国民健康保険料の所得減少減免(令和6年度)

所得減少減免について
事業または業務の不振、休廃止、失業等により、所得が著しく減少し、世帯総所得について、減免事由発生後の1か月あたりの平均所得見込額と、賦課の基となる年(令和5年)の1か月あたりの平均所得を比較し3割以上減少する場合は、申請により、保険料の一部が減免となります。申請にあたっては、事前に保険料課までご相談ください。

減免の対象となる保険料
特別な事由のない限り、申請があった月以降の保険料が減免の対象となります。保険料が賦課された後の最初の納期限内に申請がない場合、保険料(所得割)の全額を対象とした減額はできません。また、国民健康保険の加入手続きが資格取得日から14日を過ぎている場合、保険料(所得割)の全額を対象とした減額ができない場合があります。
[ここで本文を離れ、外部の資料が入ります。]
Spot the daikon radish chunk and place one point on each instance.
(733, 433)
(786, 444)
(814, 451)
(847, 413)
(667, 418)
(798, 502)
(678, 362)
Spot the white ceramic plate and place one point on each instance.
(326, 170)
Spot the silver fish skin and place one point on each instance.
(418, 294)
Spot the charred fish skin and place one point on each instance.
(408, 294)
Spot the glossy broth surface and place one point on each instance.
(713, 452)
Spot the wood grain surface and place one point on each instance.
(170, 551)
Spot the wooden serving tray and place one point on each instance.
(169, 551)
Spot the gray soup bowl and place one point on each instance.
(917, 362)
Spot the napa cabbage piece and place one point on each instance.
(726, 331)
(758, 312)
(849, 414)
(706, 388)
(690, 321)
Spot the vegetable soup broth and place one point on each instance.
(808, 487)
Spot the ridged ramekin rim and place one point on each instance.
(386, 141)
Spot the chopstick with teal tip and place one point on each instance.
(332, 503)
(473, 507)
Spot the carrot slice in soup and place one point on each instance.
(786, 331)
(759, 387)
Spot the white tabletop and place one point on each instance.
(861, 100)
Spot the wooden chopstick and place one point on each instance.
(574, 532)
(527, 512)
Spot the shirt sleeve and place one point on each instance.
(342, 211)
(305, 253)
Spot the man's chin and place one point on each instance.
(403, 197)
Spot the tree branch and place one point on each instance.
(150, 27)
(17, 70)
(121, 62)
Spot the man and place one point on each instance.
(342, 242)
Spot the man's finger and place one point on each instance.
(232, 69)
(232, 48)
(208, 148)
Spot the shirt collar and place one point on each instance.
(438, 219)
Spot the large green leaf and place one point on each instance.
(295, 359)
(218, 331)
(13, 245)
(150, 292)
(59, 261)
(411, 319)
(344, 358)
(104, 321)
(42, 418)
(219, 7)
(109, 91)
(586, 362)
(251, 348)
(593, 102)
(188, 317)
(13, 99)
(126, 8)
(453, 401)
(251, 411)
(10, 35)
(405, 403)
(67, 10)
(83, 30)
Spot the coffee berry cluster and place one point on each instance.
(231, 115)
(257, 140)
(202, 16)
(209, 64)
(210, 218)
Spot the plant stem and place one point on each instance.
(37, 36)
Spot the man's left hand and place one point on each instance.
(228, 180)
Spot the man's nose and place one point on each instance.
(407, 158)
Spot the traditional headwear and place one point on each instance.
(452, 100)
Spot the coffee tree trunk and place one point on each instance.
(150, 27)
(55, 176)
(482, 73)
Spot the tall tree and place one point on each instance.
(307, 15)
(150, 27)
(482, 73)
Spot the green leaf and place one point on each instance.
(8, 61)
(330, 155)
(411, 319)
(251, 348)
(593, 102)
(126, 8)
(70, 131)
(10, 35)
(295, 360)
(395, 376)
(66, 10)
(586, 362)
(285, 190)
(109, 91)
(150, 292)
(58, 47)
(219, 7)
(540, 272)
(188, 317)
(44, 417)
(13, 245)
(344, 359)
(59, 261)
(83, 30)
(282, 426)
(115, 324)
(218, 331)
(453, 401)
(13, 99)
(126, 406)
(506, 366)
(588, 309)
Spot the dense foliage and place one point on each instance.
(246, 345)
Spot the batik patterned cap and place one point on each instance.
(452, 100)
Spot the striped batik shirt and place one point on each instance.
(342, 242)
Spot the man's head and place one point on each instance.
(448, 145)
減免要件に当てはまる場合は、お早めに申請をしてください。

申請に必要な添付資料
(1)収入状況報告書(市指定)
収入の有無にかかわらず令和6年1月1日現在19歳以上の同一世帯の国民健康保険の被保険者全員について必要です。収入を裏付ける資料も添付が必要です。
(2)簡易所得台帳(市指定):営業(事業)所得・不動産所得がある場合
(3)所得減少減免申請時チェック票
(4)失業や事業の休廃止等の事実がわかる書類、失業や事業の休廃止等の事実発生後の収入がわかる書類。
(例:退職証明書、退職日の記載がある源泉徴収票、給与明細書(概ね3か月分)、廃業等届出書、全部事項証明書 等)
ダウンロード書類
所得の減少率 | 所得割額の減額割合 |
---|---|
100% | 100% |
90%以上100%未満 | 90% |
80%以上90%未満 | 80% |
70%以上80%未満 | 70% |
60%以上70%未満 | 60% |
50%以上60%未満 | 50% |
40%以上50%未満 | 40% |
30%以上40%未満 | 30% |

受付場所
医療保険室保険料課 または 各行政サービスセンター
◎減免申請⼿続きは、保険料の決定通知書発送⽇(令和6年6⽉14⽇金曜⽇)からとなります。

郵送先
〒577-8521 東大阪市荒本北1丁目1番1号 東大阪市市民生活部医療保険室 保険料課

注意事項
- 申請には、申請書と収入状況報告書のほか、添付書類として退職証明書、所得を証明する書類等が必要となります。ご不明な場合は医療保険室保険料課へお問合せください。
- 保険料決定通知書送付後は、多数の方の来庁による混雑が予想され、長時間お待たせすることがあります。ご理解のほど、よろしくお願いいたします。